DRILL-8450: Add Data Type Inference to XML Format Plugin #2819

cgivre · 2023-08-08T14:15:31Z

DRILL-8450: Add Data Type Inference to XML Format Plugin

Description

This PR adds data type inference to the XML format plugin. In similar fashion to other plugins, it adds a new configuration parameter: allTextMode, which when set to true, reads all data as strings. The default is true.
Note that the inference is limited to doubles, date, timestamps, boolean and strings.

Documentation

Updated README

Testing

Added unit test.

mbeckerle

+1 One comment to fix.

This was simpler than I expected. You already had the typify() method which does the real work.

I learned how to add a new config property to this thing. Very useful.

mbeckerle · 2023-08-08T14:58:16Z

contrib/format-xml/README.md

-All fields are read as strings.  Nested fields are read as maps.  Future functionality could include support for lists.
+The XML reader has an `allTextMode` which, when set to `true` reads all data fields as strings.
+When set to `false`, Drill will attempt to infer data types.
+Nested fields are read as maps.  Future functionality could include support for lists.


Not really part of this change set, but I don't know what you are suggesting by "future functionality could include support for lists." I'd like to understand that plan/idea just as part of grokking all of this XML mapping.

mbeckerle · 2023-08-08T15:02:21Z

common/src/main/java/org/apache/drill/common/Typifier.java

+    Entry<Class, String> result = Typifier.typify(data);
+    String dataType = result.getKey().getSimpleName();
+
+    // If the string is empty, return UNKNOWN


The next line of code contradicts this comment by returning VARCHAR.
(Unless VARCHAR == UNKNOWN, which is news to me.)

@mbeckerle Drill doesn't really have an UNKNOWN data type. The way the typifier works is that if it can't determine the datatype, it falls back to string which can basically accept anything.

Regarding the lists... The issue is that to create a list, you have to set the data mode to REPEATED. The problem with XML is that there's no real way to know if a field is repeated or not. Consider this:

<book> <author>a</author> </book> <book> <author>a1</author> <author>a2</author> </book>

Since Drill uses the streaming reader, when it first encounters the author field, it would add an entry for a VARCHAR field. However, when it gets to the next author record, it should be list, but there's no way to really know that w/o a schema.
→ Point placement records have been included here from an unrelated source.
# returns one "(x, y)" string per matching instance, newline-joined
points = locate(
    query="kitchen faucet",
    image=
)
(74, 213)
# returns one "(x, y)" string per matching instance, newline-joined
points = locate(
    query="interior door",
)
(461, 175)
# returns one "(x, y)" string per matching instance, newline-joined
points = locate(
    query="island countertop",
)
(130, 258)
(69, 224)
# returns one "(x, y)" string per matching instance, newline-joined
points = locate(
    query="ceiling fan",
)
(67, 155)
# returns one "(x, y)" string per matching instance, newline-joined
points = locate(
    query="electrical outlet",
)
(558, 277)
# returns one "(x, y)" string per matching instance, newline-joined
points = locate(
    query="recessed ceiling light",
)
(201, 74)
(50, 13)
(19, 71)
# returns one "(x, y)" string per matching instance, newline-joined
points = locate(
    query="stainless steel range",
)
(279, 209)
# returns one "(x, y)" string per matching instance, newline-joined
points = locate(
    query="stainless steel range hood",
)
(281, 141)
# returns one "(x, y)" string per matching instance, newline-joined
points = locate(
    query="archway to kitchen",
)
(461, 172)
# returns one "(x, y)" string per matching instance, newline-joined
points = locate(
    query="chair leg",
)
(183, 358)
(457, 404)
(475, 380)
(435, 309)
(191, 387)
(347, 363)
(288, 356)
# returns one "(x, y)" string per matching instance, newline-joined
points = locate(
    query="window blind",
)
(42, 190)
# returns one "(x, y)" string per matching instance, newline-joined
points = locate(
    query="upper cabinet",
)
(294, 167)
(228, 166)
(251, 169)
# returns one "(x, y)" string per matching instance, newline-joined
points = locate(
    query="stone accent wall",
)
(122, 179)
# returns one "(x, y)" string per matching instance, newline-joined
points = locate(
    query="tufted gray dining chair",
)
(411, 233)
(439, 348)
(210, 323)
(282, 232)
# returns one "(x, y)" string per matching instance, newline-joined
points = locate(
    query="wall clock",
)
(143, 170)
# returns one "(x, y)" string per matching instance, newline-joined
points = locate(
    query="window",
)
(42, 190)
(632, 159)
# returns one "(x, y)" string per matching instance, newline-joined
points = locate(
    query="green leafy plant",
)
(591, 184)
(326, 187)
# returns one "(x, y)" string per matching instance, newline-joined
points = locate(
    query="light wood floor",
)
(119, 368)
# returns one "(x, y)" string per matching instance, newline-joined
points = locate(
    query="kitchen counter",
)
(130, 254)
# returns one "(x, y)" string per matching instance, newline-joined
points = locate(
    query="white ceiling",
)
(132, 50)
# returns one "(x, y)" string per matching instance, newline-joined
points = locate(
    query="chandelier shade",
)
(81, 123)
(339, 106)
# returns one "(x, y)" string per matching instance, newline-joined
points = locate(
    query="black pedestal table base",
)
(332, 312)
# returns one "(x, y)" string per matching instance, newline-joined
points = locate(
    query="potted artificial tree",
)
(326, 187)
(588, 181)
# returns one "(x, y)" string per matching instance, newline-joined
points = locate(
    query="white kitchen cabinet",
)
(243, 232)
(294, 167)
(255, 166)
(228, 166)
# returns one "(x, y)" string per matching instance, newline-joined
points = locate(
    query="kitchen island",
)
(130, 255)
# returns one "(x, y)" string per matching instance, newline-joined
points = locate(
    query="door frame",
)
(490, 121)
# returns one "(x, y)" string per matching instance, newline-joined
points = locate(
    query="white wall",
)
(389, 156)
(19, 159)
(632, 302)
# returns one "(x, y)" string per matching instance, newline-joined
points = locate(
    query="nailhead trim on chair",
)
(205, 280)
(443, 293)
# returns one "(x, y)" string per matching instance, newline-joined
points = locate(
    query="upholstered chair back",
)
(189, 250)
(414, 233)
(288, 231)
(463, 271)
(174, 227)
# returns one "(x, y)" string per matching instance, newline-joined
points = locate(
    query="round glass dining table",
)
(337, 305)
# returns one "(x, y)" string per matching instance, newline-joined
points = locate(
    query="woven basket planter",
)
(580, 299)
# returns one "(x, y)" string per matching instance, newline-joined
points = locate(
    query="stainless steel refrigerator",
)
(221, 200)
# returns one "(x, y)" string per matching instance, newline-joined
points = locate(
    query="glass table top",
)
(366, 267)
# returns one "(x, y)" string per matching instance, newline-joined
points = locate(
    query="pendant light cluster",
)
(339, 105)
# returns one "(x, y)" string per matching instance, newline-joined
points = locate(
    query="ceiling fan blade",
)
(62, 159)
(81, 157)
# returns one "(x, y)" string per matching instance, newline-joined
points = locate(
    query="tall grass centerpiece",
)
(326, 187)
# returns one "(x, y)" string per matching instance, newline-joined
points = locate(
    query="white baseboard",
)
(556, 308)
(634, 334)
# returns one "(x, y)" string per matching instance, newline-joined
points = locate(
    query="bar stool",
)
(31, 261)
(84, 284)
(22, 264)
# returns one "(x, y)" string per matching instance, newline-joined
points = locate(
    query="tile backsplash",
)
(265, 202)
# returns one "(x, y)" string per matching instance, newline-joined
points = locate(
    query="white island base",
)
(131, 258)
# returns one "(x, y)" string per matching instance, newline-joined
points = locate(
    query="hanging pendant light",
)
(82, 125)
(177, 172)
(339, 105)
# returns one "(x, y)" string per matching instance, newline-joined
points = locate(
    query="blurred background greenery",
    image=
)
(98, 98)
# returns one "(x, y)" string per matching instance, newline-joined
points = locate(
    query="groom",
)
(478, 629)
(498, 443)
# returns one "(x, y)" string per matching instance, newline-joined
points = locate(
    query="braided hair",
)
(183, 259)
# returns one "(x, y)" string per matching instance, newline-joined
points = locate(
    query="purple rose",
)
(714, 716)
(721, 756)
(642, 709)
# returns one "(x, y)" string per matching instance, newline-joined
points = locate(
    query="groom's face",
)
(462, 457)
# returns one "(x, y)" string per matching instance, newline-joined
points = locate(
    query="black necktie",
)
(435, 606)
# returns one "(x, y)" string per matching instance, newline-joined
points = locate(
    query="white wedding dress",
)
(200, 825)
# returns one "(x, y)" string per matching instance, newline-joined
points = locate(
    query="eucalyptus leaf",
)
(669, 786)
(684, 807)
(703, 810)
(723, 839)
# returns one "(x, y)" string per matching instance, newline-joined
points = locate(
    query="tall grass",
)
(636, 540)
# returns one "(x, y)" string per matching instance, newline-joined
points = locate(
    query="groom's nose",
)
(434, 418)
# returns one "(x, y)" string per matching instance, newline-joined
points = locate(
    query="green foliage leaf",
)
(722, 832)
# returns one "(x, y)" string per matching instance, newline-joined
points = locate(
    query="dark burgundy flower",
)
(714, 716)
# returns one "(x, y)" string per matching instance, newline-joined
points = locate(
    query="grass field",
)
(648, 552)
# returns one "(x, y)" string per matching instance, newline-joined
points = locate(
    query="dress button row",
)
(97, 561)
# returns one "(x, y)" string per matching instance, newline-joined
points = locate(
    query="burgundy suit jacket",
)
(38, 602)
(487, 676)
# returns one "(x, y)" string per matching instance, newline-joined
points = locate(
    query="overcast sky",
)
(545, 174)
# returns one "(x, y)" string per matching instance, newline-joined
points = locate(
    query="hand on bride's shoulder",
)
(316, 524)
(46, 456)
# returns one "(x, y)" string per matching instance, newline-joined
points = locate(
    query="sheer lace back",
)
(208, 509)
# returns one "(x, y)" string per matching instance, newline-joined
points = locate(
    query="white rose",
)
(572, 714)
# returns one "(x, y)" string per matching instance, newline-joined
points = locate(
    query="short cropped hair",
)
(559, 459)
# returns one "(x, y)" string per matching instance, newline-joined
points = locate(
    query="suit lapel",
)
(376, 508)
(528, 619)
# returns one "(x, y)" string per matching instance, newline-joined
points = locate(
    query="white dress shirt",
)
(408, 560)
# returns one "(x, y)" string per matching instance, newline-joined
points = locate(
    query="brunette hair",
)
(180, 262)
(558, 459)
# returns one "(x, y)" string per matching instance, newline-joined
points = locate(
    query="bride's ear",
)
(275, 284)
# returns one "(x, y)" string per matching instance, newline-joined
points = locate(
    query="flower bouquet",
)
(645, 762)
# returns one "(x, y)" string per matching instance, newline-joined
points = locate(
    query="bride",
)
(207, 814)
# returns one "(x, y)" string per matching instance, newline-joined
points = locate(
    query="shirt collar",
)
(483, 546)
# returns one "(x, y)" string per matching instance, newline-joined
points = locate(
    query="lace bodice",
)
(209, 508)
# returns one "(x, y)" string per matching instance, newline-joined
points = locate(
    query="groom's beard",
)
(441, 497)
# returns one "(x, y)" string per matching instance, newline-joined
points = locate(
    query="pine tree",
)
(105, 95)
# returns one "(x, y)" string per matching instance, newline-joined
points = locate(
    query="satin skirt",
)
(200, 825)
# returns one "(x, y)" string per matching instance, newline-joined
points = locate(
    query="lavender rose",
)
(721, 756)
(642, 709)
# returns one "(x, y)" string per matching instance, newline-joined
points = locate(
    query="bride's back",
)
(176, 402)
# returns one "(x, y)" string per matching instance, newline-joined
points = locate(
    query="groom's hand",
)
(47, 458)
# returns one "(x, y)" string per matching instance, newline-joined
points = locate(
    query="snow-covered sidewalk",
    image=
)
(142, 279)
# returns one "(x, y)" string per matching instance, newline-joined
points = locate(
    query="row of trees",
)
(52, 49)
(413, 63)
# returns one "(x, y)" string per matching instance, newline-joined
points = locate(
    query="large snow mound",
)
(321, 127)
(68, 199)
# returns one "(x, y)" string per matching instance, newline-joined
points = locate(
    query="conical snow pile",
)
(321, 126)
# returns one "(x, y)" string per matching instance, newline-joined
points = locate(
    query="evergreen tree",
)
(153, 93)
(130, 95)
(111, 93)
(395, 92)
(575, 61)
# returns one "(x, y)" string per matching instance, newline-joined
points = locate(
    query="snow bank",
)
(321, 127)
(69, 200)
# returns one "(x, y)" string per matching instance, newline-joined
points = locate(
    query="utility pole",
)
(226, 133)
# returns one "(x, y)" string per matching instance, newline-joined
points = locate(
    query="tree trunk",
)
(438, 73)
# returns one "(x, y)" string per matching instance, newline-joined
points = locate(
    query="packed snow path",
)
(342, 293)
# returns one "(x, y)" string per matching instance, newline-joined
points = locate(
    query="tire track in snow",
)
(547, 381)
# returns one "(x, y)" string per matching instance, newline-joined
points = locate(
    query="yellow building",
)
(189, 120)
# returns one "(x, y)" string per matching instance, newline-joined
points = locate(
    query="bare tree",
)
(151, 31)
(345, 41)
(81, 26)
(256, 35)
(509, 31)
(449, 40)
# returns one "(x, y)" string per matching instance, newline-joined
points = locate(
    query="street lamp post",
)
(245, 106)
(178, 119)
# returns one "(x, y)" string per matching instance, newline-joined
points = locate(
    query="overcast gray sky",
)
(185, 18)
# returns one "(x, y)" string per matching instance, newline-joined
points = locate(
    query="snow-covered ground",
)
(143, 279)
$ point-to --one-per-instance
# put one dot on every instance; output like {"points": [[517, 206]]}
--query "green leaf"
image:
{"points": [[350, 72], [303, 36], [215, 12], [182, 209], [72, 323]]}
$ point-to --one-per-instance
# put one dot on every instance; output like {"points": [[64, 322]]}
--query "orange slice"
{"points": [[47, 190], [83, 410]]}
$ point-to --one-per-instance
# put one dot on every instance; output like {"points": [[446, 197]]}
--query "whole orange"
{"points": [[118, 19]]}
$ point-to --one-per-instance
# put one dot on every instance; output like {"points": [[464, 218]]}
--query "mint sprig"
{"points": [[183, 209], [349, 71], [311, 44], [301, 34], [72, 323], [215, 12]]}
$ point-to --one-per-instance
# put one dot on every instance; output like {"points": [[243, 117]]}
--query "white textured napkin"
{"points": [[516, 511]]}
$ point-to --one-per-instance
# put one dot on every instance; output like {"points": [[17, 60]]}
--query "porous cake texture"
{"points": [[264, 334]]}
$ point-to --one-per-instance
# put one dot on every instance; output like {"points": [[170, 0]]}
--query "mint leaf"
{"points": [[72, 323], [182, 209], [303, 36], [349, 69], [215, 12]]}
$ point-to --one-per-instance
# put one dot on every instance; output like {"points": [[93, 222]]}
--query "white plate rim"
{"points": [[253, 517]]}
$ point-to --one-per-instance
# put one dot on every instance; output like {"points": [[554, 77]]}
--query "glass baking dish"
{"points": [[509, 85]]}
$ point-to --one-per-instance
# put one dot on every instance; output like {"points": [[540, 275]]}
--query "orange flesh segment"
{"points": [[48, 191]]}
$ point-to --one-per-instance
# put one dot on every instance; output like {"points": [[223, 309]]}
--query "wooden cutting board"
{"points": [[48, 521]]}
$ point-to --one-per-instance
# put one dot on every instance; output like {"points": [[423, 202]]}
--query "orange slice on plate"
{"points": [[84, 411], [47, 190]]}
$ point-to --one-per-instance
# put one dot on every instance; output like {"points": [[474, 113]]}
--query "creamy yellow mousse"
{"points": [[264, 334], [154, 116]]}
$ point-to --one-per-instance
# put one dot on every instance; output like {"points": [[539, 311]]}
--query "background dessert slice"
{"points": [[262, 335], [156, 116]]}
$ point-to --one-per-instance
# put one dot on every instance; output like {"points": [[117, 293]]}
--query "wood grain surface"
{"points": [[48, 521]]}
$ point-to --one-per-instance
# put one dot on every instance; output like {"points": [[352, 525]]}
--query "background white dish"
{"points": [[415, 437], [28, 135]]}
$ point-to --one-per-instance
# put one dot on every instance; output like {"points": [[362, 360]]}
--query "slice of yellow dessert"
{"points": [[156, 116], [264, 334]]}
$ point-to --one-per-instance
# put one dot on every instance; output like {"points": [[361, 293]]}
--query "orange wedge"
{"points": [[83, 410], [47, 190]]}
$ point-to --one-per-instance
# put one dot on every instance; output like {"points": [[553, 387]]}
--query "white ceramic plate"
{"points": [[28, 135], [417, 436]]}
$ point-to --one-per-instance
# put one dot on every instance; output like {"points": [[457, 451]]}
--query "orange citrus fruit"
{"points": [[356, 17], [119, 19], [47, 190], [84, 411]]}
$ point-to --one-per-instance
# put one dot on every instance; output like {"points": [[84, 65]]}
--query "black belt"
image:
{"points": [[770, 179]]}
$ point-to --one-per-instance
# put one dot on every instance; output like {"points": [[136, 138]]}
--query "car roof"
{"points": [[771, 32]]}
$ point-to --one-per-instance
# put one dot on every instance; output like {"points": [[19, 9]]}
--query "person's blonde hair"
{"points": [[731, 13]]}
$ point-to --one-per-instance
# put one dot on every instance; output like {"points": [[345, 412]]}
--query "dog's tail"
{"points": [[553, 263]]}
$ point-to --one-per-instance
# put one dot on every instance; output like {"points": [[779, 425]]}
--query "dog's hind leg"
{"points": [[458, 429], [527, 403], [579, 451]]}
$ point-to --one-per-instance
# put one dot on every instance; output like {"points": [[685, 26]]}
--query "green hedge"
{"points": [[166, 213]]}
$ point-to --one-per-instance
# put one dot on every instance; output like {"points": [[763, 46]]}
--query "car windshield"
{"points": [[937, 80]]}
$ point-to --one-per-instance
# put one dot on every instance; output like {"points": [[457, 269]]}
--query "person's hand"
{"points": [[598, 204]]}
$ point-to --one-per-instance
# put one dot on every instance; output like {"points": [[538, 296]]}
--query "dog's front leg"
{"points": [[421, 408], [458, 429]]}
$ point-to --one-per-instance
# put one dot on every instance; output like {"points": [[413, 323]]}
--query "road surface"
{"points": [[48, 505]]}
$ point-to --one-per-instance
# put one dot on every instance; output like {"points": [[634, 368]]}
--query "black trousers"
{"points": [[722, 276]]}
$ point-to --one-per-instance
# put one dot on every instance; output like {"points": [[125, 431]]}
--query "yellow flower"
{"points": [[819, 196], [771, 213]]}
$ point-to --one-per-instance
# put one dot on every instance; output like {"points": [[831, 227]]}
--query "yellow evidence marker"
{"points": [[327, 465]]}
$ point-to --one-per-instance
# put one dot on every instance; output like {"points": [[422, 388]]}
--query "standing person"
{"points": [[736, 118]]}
With JSON we don't have this problem because it uses [ to denote lists.

Does that make sense?

Makes perfect sense.

For XML you need XSD to know what's potentially repeating.

Sometimes that is easy because of minOccurs/maxOccurs.

But there's also these "implied arrays".

<element name="a" type="xs:int"/> <element name="b" type="xs:int"/> <element name="a" type="xs:int"/>

That's allowed in both XSD and DFDL schemas (though I want to change Daffodil to issue a warning if you do this, because it is such a bad idea when representing structured data.)

The element 'a' looks like an array, in that you can index it.

I think for drill there are just 2 columns: 'a', 'b', but as there is more than one declaration for 'a', it is an implied array.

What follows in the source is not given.